Inmediatamente se retrajo, agazapado, y sacó la pistola. Desde allí podía ver la puerta de su habitación en el extremo del pasillo. Estaba entornada. Una mancha, un líquido oscuro se había deslizado por debajo de la puerta y brillaba en el piso de baldosas.

Etchenike comprobó el cargador de la cuarenta y cinco. Estaba completo. Junto con el ruido metálico que hizo la pistola al reponerla a su lugar sintió otro roce, a su lado. Gustavo había subido la escalera tras él.

– Andá para allá, mocoso… -susurró y le tiró una patada como quien espanta a un gato.

Se inclinó y corrió en puntas de pie hasta ponerse al lado de la puerta, pegado a la pared. La luz del pasillo se apagó. La única claridad, por algunos momentos, fue la que provenía del interior de su habitación a través de la ranura que se abría y se cerraba con el leve movimiento de la puerta, hamacada por la suave brisa que entraría por la ventana abierta. No se oía un solo ruido.

– No es sangre. Es café.

La vocecita de Gustavo asomó de la penumbra en el extremo de la escalera.

– Ya sé -mintió Etchenike con voz inaudible y extremo fastidio.

Tomó impulso y de una vigorosa patada hizo volar la puerta. Saltó y quedó adentro interrogando el aire desordenado con la punta de la pistola.

Nada se movía. Rizzo estaba tendido boca abajo entre el baño y la habitación, el torso desnudo y los pantalones bajos a la altura de las rodillas. Había una mancha de sangre junto a su cabeza y mucho olor a mierda y a café barato mezclados en el aire. Los dos termos del muchacho habían caído junto a la silla también derrumbada. Uno se había roto y el charco llegaba hasta el pasillo.

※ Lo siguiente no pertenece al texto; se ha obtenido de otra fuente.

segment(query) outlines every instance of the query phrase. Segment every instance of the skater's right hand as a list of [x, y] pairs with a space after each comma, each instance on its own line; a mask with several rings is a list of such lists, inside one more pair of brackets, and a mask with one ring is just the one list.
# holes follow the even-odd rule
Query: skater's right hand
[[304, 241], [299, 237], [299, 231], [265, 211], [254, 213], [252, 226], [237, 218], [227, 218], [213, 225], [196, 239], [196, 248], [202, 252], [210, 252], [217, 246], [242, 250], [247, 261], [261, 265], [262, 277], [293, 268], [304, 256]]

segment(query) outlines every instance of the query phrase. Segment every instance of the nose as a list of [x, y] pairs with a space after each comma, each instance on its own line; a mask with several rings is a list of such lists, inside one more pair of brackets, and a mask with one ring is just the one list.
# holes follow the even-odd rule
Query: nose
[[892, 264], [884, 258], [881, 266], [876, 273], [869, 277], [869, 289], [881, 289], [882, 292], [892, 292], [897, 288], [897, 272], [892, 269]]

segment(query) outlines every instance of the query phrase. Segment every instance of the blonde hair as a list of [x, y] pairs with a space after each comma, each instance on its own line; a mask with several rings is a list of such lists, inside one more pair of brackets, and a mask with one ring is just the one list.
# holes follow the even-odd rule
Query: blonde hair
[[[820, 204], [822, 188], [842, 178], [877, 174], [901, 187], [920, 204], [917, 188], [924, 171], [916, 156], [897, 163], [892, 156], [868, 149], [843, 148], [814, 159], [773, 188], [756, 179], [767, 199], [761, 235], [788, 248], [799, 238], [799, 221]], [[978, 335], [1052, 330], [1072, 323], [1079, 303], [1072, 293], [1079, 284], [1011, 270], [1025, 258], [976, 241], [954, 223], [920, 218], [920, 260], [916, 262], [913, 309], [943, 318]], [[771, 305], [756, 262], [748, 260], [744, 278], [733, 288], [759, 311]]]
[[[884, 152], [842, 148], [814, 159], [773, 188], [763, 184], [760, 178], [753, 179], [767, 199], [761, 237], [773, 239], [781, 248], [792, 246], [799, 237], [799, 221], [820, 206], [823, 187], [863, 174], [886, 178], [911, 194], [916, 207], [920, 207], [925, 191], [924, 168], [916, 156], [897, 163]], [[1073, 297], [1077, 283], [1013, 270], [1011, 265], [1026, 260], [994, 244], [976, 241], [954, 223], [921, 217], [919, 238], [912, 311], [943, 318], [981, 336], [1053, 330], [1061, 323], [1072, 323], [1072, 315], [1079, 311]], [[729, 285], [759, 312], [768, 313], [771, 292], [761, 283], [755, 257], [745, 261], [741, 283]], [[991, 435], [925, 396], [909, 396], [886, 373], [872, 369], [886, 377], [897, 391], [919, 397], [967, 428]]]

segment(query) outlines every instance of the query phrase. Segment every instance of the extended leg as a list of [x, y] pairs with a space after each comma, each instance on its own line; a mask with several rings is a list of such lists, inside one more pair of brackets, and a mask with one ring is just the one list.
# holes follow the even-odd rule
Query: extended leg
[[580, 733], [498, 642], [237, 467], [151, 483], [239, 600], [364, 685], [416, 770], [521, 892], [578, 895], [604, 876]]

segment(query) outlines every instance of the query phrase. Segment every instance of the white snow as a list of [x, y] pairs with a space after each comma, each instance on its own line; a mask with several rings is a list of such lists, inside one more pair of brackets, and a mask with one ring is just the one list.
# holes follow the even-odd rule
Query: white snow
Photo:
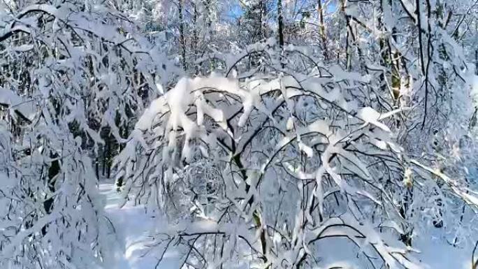
[[[149, 245], [152, 239], [150, 235], [152, 231], [159, 233], [161, 230], [167, 231], [167, 221], [154, 217], [154, 214], [148, 213], [144, 206], [135, 206], [131, 201], [120, 208], [122, 198], [116, 191], [113, 183], [103, 182], [100, 184], [99, 189], [106, 201], [105, 210], [113, 222], [119, 236], [124, 238], [124, 259], [127, 264], [122, 269], [155, 269], [158, 257], [161, 256], [164, 248], [156, 247], [147, 252], [152, 249]], [[391, 221], [382, 224], [382, 226], [402, 230], [396, 223]], [[195, 228], [203, 231], [212, 228], [201, 221]], [[414, 248], [419, 251], [419, 253], [414, 256], [421, 268], [469, 269], [473, 246], [465, 244], [464, 246], [453, 247], [447, 242], [441, 234], [442, 231], [433, 228], [414, 240]], [[328, 266], [332, 265], [348, 266], [349, 267], [345, 268], [356, 269], [370, 268], [370, 264], [363, 254], [357, 256], [357, 247], [350, 241], [340, 238], [324, 238], [319, 242], [318, 246], [321, 252], [320, 256], [324, 259], [319, 261], [319, 267], [317, 268], [328, 268]], [[164, 254], [157, 268], [179, 269], [183, 254], [181, 249], [171, 249]]]

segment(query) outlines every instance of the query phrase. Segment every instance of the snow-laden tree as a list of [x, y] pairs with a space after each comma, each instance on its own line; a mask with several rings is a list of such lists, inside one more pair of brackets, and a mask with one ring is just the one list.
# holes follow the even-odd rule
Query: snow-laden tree
[[[431, 173], [470, 204], [475, 194], [395, 143], [386, 123], [408, 108], [366, 106], [379, 108], [362, 94], [377, 78], [278, 50], [223, 55], [226, 77], [180, 80], [136, 123], [116, 160], [125, 198], [178, 224], [159, 228], [151, 251], [160, 263], [182, 245], [194, 268], [314, 268], [321, 242], [346, 238], [372, 268], [419, 268], [398, 240], [403, 192]], [[251, 53], [266, 59], [254, 73]]]
[[126, 17], [87, 2], [0, 13], [2, 268], [120, 268], [92, 157], [173, 76]]

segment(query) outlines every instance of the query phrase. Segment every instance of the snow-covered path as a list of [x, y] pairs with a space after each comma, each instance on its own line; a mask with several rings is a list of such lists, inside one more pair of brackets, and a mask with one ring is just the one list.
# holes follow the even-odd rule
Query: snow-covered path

Etchenike se inclinó sobre el cafetero. Sólo estaba desmayado: tenía un duro golpe poco más arriba de la nuca. Un golpe profesional.

Gustavo apareció en la puerta de la habitación y Etchenike le pidió que lo ayudara con el herido. Entonces apretó el botón del inodoro, terminó de alzarle los pantalones y lo sentó, apoyado en la pared, bajo la ducha.

– Cuidalo un momento -dijo-. Va a reaccionar enseguida.

La habitación había sido revuelta minuciosamente. Como si un pequeño temblor se hubiese ensañado con ella: nada estaba en su lugar, nada quedaba por desacomodar. El contenido de los cajones de las dos mesas de luz había sido volcado sobre la cama y las puertas del ropero estaban violentadas. Allí fue directamente Etchenike.

Con un odio oscuro pero sin sorpresas, comprobó que lo único que faltaba era el elegante bolso negro con la Konica tan recomendada. Alguien en Playa Bonita había comenzado a dedicarse a la fotografía o a algo por el estilo. Pero no era precisamente el estilo lo que le gustaba del asunto.

– No lo vi. No sé.

Rizzo sacudió la cabeza y echó agua a su alrededor como un perro.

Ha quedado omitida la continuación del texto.